Yet Another Map: Smallest Possible District
My redistricting consultant, Jerry Mandering, tells me I'm wrong when I say you can't draw a district smaller than eight counties, and gave me this map.
The goal here was to make the largest and smallest districts possible, while still slopping together two other contiguous seats.
I - I mean, Jerry - started with a list of counties sorted by population and the answer was so obvious that it slapped me in the face:
Connect the two largest counties, Polk and Linn! The corridor goes through Jasper, Marshall, Tama and Benton for a mere six county district. That might actually pass commission muster, but I can't see it flying politically.

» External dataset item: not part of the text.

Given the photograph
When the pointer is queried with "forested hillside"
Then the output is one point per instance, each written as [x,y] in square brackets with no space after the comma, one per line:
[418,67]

The biggest district was harder. Theoretically, the smallest 64 counties would add up to a district, with 20,000 population being the cutoff. But several of the smallest counties are on the northern and southern borders, and there's the problem of two big counties, Woodbury and Pottawattamie, isolated on the west.
In the end, I had to include PottCo to make the population balance between four districts and to connect low-population Monona and Harrison. I also had to include mid-size Cerro Gordo and Webster, for a 51 county district with no diagonal-corner cheating.
Going along the south border works better than the north; the south has more of the sub-10,000 counties. If you go through the north you have to use Woodbury instead of PottCo, and Woodbury is about 30,000 bigger.
Challenge: Draw a district bigger than 51 counties.